Durga is a form of Shakti and is worshipped in different forms. Maa Durga was born when Bhrahma, Vishnu and Mahesh were troubled by the atrocities of Mahishasura and their powers did no harm to him. Maa Durga wonderfully fought the battle against demons and killed the Mahisasura. The evolution of the three forms of Shakti i.e. MahaSaraswati, MahaLaxmi and Mahakali took place from Brahma, Vishnu and Mahesh respectively. Each of these three deities gave rise to three more forms and as a consequence, these nine forms together are known as Navadurga.
Each goddess comprises a different form and a special significance. Here are the details of the nine forms of Goddess Durga.
Navaratri Day 1: Shailputri
“Shail” means mountains, “Putri” means daughter. Shailputri is the daughter of the King of the Mountains Himavan. She is the first form amongst Navadurga and is worshipped on the first day of Navaratri – the nine divine nights. Known as the goddess of inspiration, Devi Shailputri is the personification of the power of Brahma, Vishnu and Shiva. She rides on mount Nandi, holds a trident in right hand and a lotus in left hand.
Navaratri Day 2: Brahamcharini
She is the second form of Mother Goddess and is worshipped on the second day of Navaratri. Bharmacharini means one who practices devout austerity. She enlightens us in the magnificent embodiment of Durga with great powers and divine grace. She holds a “Kamandal” or water pot with left hand and a rosary with right hand. She personifies love, showcases knowledge and wisdom and is a “taspaswini” roop of goddess.

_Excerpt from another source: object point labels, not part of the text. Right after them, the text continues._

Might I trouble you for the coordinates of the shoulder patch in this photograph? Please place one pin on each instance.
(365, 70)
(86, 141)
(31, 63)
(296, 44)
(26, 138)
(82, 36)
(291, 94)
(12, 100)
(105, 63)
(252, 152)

Navaratri Day 3: Chandraghanta
The third form of Goddess Durga is Chandraghanta who is worshipped on the third day of Navaratri, for peace, tranquility and prosperity in life. She has a half moon on her forehead in the shape of a ‘ghanta’ or bell. She is charming, has a golden bright complexion and rides a lion.
Navaratri Day 4: Kushmanda
The goddess of purifying austerity, Kushmanda is the fourth form of the mother goddess and is worshipped on the fourth day of Navaratri. Her mount is the tiger and emanates a solar aura. She possessed of eight arms, holding a weapons and a mala.
Navaratri Day 5: Skanda Mata
The fifth aspect of the Mother Durga is known as ‘Skanda Mata‘ – the mother Lord Kartikeya and is worshipped on the fifth day of Navaratri. According to Hindu mythology, she was chosen by gods as their commander in chief in the war against the demons. She is accompanied by the Lord Skanda in his infant form.
Navaratri Day 6: Katyayani
The sixth form of Mother Durga is known as ‘Katyayani’, who is worshiped on the six day of Navaratri. The name holds a very interesting story that there was a great sage called Rishi Katyayana. He was very famous and renowned in the lineage of saints. He wished to have a daughter in the form of a goddess. According to his wish and desire the Mother Goddess granted his request. Katyayani was born as an avatar of Durga.
Navaratri Day 7: Kaalratri
Kaalratri is the seventh form of Mother Durga and is worshipped on the seventh day of Navaratri. Known as the fiercest form of the Mother Goddess, she features a dark complexion, bedraggled hair and a fearlessness posture. She holds a thorn-like weapon in left upper hand, a dragger in the lower left hand and her vehicle is a faithful donkey. She is the destroyer of darkness and ignorance.
Navaratri Day 8: MahaGauri
She is worshipped on the eighth day of Navaratri. MahaGauri is intelligent, peaceful, calm and features a beautiful aura that radiates her divine aura. She is often dressed in a white or green sari. She holds a drum and a trident and is often depicted riding a bull.
Navaratri Day 9: Siddhidatri
Siddhidatri is the ninth form of Goddess and is worshipped on the ninth day of Navaratri. There are eight Siddhis, they are- Anima, Mahima, Garima, Laghima, Prapti, Prakamya, Iishitva and Vashitva. Siddhidatri has supernatural healing powers. It is believed that in “Devipuran” the Lord Shiva got all these Siddhies by worshipping Maha Shakti. With her blessings the half body of Shiv has become of Goddess and his “Ardhanarishvar” form came into significance.